One of the most amazing professional experiences I've had in my career was my year as a part of the Pacific Century Fellows (PCF). That's a group of mid-career leaders who are specifically selected for their potential and promise, who are groomed to help lead the state to prosperity.
PCF 2014 class. Courtesy: Ryan Kawamoto.
"The objective of the Pacific Century Fellows Program is to develop leaders with a greater awareness and sensitivity to the people and institutions of Hawaii. Based on the White House Fellows Program, the Pacific Century Fellows Program will bring together annually up to 32 of Hawaii’s most promising individuals from all walks of life, fields and professions. They’ll gain a broader view of civic duty through direct contact with senior community, social and government leaders. The program encourages the development of long-term relationships between leaders young and old, united in their commitment to find creative solutions to the challenges facing the state," reads the PCF website.
Diane and Mufi
Founder Mufi Hannemann designed it as a nine month program that starts with a mandatory two day retreat. Thereafter, fellows meet monthly for an all-day seminar that focuses on one specific topic of our community.

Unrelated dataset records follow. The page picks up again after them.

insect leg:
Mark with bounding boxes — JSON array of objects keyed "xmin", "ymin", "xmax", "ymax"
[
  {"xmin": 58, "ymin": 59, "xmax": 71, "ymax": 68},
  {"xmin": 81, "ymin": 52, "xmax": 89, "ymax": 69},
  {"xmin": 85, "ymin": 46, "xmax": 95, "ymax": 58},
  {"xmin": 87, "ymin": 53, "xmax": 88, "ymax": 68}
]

Touring Institute for Human Services
As part of the most recent class (2014), for instance, I spent a day touring homeless encampments, getting a look at how the Institute for Human Services is set up, and hearing from developers about proposed solutions to the affordable housing crisis. It's meant to open your mind to the larger perspective, so that when you return to your job, you will consider how you can affect change.
Matthew Bauer and Kaiwi Yoon
Alumnus Matthew Bauer had a similar realization. "The Pacific Century Fellowship allows participants the opportunity to look at the many issues facing the state from different view points. My eyes were open on many topics I thought I had an understanding on including: GMO use, public education, the military and the criminal justice system. It was when PCF was touring Halawa Prison, our class' first seminar, that I realized to gain greater understanding you really need to dig deep and understand the issue on the ground level," he says.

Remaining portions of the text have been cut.